Her work keeps selling and the price increases, floats into the tens of thousands of dollars. She can’t understand it, tries a couple times to stop combusting because the pain, the pressure, is too intense, but she has to keep going, see each new scene, render each new atrocity in black. She hates that these people are emerging, hates that she lets them emerge, that she has to let them emerge. It is a compulsion. She hates it that people like the wood burnings as much as they do. Eventually the pain gets so intense that she has to lie down and recover after completing each piece. More often than not when her husband gets home she is on the couch in the living room, a pile of plain boards by her side and a new piece still smoldering slightly on the kitchen counter.

‘You’re killing yourself,’ he says when he arrives home on the night of another gallery opening, finds her icing her thigh in the living room. ‘You have to stop this. There’s going to be nothing left of you. We shouldn’t go to the opening tonight. We should stay here and call more doctors.’

She glances at the toy store ads piled at the end of the couch. If there is nothing left of her he can’t have a kid. That’s all he cares about really. Not her. Not her career or her pain. Just a baby. She feels the pressure building in her arm.

‘I’ll drive to the damn gallery opening myself if I have to,’ she says, wresting her body up from the couch. She starts walking to the stairs and up to their bedroom to change clothes for the opening. She plans on wearing her little black dress, the short one that highlights the blisters.

‘We shouldn’t go,’ he says and grabs her upper arm. She swivels and he doesn’t let go. She is angry, feels herself willing the fire to burst, to burn him. The tension builds in her arm and she screams ‘Let go,’ and he does the second before she ignites.

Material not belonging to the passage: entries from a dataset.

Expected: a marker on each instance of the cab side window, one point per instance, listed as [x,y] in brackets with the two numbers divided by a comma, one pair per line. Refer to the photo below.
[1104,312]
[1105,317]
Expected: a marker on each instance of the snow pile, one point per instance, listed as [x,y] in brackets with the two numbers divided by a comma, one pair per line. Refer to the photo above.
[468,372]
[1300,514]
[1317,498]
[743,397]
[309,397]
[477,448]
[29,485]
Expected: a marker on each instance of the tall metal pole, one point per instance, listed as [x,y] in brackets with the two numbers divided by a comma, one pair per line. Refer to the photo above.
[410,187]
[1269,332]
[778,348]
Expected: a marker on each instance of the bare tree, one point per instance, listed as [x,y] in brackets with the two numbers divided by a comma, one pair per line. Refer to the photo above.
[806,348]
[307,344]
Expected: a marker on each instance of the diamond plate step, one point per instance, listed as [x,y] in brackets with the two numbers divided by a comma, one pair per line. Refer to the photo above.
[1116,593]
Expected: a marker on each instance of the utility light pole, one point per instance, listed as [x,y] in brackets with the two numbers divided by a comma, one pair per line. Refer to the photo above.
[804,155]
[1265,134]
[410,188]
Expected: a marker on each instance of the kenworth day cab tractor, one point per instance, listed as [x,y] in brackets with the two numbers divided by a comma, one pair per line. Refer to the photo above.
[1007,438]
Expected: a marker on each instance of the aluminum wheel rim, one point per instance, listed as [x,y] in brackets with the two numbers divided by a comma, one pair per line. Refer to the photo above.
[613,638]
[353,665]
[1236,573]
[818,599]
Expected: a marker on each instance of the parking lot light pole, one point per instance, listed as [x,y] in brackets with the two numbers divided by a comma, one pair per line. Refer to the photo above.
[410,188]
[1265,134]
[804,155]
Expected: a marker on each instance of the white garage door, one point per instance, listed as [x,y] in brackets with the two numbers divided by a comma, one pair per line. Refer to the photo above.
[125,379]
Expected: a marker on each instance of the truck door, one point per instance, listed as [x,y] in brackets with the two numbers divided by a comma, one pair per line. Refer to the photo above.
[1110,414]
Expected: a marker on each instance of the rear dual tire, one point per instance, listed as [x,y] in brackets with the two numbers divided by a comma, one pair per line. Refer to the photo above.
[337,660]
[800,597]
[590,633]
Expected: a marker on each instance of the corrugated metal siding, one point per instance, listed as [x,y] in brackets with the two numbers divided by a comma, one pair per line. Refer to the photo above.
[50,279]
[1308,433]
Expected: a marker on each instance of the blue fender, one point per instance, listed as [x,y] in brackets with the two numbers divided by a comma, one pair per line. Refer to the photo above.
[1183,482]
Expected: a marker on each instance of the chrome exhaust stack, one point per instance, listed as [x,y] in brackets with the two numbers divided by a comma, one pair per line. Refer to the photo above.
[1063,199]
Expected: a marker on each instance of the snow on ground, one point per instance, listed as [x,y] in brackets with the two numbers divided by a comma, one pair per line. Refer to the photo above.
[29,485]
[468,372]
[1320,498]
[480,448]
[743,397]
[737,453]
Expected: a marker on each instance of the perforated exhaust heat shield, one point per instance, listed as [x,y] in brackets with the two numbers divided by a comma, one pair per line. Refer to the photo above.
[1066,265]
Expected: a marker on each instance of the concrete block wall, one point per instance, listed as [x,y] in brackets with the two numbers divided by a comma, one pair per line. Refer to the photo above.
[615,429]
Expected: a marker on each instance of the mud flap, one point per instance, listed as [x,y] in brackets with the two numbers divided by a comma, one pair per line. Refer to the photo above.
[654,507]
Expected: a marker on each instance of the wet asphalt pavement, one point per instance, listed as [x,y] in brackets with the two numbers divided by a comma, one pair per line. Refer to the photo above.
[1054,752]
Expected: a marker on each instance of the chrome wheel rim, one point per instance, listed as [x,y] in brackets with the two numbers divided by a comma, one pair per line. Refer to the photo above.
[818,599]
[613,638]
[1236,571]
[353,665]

‘What the hell,’ he yells as she is burning.

‘I can’t control it,’ she yells back and smothers her arm against the wall, the floral wallpaper that smears with char. Both of them stand and stare at the mark. He doesn’t yell like she expects him to, just touches her shoulder, and his hand is shaking terribly. They both are, their whole bodies in tiny convulsions.

They drive to the opening together but silent. For a half-hour they mingle and nod and exchange fake pleasantries with patrons of the arts. She’s holding a little plate of hors d’ouvres, smiling blandly at woman and her husband who own three of her works, when she feels the tension in her forearm. She barely has time to put the plate down before her skin erupts fire, a four-inch flame. It feels like she’s being gouged with a knife. She can see the figures inside, one choking another. She panics, looks around for a piece of wood or a damp cloth, something to put the fire out, but then she realizes no one is coming to her aid, everyone is just staring, transfixed by her arm and the tiny bodies. She grabs the cup of punch from the lady standing across from her, pours it on her arm, sighs with the coolness. Everyone is staring at her and the plastic cup in her hand. She sees all of their eyes are just a little angry.